As far as we know, only human beings fall under the category of Da-Sein, that is, the being which has its own Being as an issue. Although we have this criterion, it does not explicate what is essential to Da-Sein. In Heidegger's words, "The 'essence' of this being [Da-Sein] lies in its to be" (119), which of course is a difficult phrase to comprehend. I think Patrick got us on the right track when he said that this relates to the "existence precedes essence" mantra of the existentialists. We contrasted the essence of Da-Sein with the essence of any other ordinary object, e.g., a table. (For the sake of simplicity, we will leave animals out of consideration for now.) The table cannot be said to have its essence within its being. Rather, a table is so because it is constructed by people who have the form, or the essence, of the table in mind, meaning that the essence is prior to the table's existence. To put it another way, and the way that Dr. Johnson once characterized it, the table's being does not depend on its constant actualization of being a table. It simply is so because it is. The same, however, cannot be said for human beings. We do constantly actualize our being. Whatever, or more appropriately whoever, we are does depend on our making it so. But since our making it so presupposes that we are there to make it, it must be said that our existence is prior to our essence. (Sartre explains this idea in a similar manner in Existentialism is a Humanism.)
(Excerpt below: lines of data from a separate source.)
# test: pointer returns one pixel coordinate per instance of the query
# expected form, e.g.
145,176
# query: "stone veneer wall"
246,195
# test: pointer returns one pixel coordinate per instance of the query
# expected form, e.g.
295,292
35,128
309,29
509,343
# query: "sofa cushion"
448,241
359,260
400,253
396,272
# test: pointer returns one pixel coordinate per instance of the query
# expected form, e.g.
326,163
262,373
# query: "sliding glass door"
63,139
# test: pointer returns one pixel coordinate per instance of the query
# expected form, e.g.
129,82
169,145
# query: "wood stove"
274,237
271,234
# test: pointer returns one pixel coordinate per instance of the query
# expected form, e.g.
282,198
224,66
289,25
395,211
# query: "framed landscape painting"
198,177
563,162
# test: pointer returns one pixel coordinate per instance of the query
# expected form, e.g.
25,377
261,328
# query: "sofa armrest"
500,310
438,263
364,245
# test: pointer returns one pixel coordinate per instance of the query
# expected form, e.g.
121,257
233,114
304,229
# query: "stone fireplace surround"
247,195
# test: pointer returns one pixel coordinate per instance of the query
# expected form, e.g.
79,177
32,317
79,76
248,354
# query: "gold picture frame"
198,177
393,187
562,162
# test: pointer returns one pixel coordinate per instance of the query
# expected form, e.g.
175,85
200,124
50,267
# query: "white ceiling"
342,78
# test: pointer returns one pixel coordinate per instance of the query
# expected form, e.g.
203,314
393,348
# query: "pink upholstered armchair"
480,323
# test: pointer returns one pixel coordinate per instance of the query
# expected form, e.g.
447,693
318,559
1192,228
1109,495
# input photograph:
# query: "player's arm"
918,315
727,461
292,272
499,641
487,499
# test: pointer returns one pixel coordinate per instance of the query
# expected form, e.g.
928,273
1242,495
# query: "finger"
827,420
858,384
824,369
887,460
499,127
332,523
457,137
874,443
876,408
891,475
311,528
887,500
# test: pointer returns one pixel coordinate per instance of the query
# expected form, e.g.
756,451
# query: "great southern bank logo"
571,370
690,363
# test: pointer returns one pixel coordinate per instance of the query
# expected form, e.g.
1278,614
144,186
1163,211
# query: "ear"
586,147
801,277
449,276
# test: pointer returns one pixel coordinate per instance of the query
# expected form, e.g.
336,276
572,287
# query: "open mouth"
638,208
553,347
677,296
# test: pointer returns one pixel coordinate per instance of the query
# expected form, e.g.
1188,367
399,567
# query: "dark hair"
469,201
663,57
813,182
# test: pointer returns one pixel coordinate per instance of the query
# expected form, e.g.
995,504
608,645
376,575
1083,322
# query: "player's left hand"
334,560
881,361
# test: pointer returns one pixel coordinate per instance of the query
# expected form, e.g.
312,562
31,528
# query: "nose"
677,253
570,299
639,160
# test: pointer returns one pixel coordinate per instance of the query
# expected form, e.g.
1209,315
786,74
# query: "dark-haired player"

Let's take a second to evaluate the claim that's being made here and see what kind of conditions are necessary for this claim to be true. Earlier philosophers like Aquinas and Aristotle probably did not see humans as having essences fulfilled through one's existence. Rather, humans fell under the category of "rational animal" which inhered somehow in the cosmos. This usually implies a sort of theological or teleological worldview, where humans fulfill their pre-existing essences through their own existence. This does not seem to be the case for the existentialists. Heidegger's thought seems to extend from Nietzsche's nihilist stance that the world is really just a chaotic place and that the perceived orderly universe is just an illusion. Indeed, such world conditions seem necessary if we are to make the claim that Da-Sein has its essence in its being. Should we then abandon all teleological viewpoints?


(Footnotes:
I credit Patrick Shade for being a partial source for some ideas expressed in the third paragraph.
If I am misrepresenting existentialist thought or am getting too ahead of myself, please comment and let me know. I've read existentialist literature and writing about existentialism before, but I do admit I have a confused picture of it.)